Bioanalytical Chemist is Inventing New DNA-based Probes

As he explains, intercellular forces are critical regulators in many physiological and pathological processes, but scientists have until recently lacked the tools and approaches to characterize these mechanical events. “It is a whole new way to understand growth, division, intercellular motion and interaction,” You says.

Cells are usually touching each other or a substrate, pushing and pulling each other to work together as a tissue, an organ and at the whole body level, he adds. But these forces are so tiny and ever-changing, it is very hard to see how cells are physically communicating with each other, for example, during development, cell differentiation, normal physiological and various disease processes.

The You Lab, which includes postdoctoral researcher Bin Zhao and chemistry Ph.D. students Yousef Baheri and Puspam Keshri, will team with biologists Tom Maresca, Barbara Osborne and Lisa Minter of veterinary and animal sciences and Yubing Sun, mechanical and industrial engineering, to further develop these DNA-based tools to visualize, monitor and quantify such cellular forces.

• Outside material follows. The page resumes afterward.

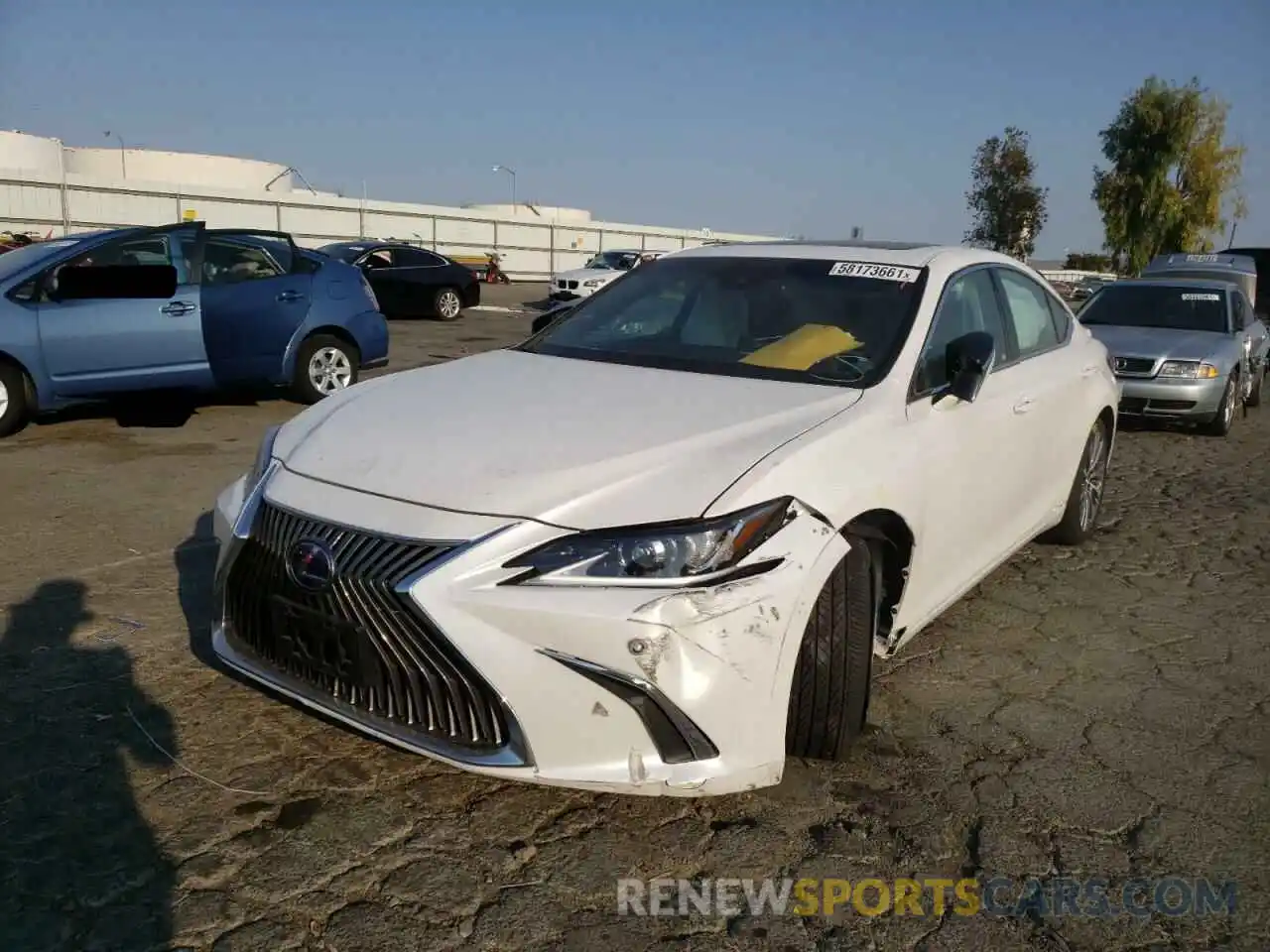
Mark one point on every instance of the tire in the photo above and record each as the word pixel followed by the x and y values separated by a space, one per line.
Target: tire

You says, “In the near future, people will be able to apply these tools broadly to depict the basic principles of tissue morphogenesis, growth, and homeostasis. They will serve as a critical foundation for developing novel strategies in tissue engineering, regenerative medicine, immunotherapy and cancer treatment.”

Specifically, You says, “We are interested in the Notch signaling pathway. It’s widely conserved in most cells and organisms, very common to find, and it’s interesting because it’s really simple. There are only five Notch ligands and four Notch receptors but they regulate quite a diverse range of downstream functions,” he adds.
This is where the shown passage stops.